Former Thai Prime Minister Thaksin Shinawatra filed a request for a royal pardon for his corruption convictions which earned him eight years in prison on Thursday August 31, an adviser to the Minister of Justice told Agence France-Presse (AFP). ).

“We have received [the request], the rest will follow according to the procedure (…). The part for the government does not take long, it depends on the king’s thinking,” Justice Minister Wissanu Krea-Ngam told Thai media. The study of the request for royal pardon takes “between one and two months”, a prison administration official said last week.

Returning to the kingdom on August 22 following a fifteen-year self-imposed exile, the 74-year-old billionaire is in a hospital in Bangkok, where he was transferred for health reasons, after a stay of less a day in jail. He returned to Thailand a few hours after the designation of Srettha Thavisin, from the Pheu Thai party controlled by the Shinawatra family.

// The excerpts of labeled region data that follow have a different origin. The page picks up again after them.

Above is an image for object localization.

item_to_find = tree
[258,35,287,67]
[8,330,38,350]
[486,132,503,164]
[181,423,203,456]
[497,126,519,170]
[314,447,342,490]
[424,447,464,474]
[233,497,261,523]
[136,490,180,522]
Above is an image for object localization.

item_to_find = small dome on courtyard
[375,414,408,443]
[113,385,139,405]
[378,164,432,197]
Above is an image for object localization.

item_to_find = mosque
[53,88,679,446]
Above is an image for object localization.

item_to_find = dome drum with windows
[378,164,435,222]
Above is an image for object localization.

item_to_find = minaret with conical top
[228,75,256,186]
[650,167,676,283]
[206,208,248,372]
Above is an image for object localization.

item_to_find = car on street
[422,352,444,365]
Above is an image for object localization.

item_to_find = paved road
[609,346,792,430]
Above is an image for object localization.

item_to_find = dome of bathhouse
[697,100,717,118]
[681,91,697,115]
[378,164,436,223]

Pheu Thai regained power at the cost of a controversial alliance

The return to power of his formation, after nine years of domination by the generals, suggests an adjustment or reduction of his sentence, even an amnesty on the part of King Maha Vajiralongkorn, who reigns under the name of Rama X.

Mr. Shinawatra is to spend eight years behind bars for three cases of corruption and abuse of power tried in his absence, relating to his management of the country and his former company Shin Corp. Prime Minister from 2001 to 2006, Thaksin Shinawatra is a central figure in Thai political life who, for a long time, embodied opposition to the conservative elites.

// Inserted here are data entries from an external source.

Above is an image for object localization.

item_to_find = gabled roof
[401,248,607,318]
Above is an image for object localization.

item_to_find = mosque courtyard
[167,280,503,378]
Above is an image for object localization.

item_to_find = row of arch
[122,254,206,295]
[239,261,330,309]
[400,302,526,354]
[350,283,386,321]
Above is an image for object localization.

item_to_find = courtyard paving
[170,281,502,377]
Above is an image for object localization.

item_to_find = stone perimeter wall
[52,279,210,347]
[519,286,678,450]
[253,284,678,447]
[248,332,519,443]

Popular with rural areas in the North and Northeast, for pioneering redistributive measures in a country plagued by inequality, he was overthrown by the army in 2006. From abroad, the telecoms mogul has continued to exercise his influence, via Pheu Thai who led his little sister Yingluck to power, from 2011 to 2014, before a new military coup.

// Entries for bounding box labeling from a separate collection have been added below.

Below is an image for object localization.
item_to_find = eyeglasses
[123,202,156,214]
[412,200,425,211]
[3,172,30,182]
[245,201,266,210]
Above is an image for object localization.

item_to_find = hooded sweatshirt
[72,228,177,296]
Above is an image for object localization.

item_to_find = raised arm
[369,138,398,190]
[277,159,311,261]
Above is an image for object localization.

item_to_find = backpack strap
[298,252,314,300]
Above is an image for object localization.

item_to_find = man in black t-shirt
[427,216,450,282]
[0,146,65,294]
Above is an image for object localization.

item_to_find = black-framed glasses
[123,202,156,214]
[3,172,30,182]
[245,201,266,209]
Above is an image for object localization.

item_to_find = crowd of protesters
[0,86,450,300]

At the end of the legislative elections last May, Pheu Thai regained power, but at the cost of a controversial alliance with pro-army parties which excluded the reformists of Move Forward, who came out on top in the polls. This outstretched hand to his former opponents, which angered some of his supporters, was seen as a means of exchange to encourage the return of Thaksin, according to analysts. At 74, the former owner of Manchester City football club suffers from health problems, especially in the heart.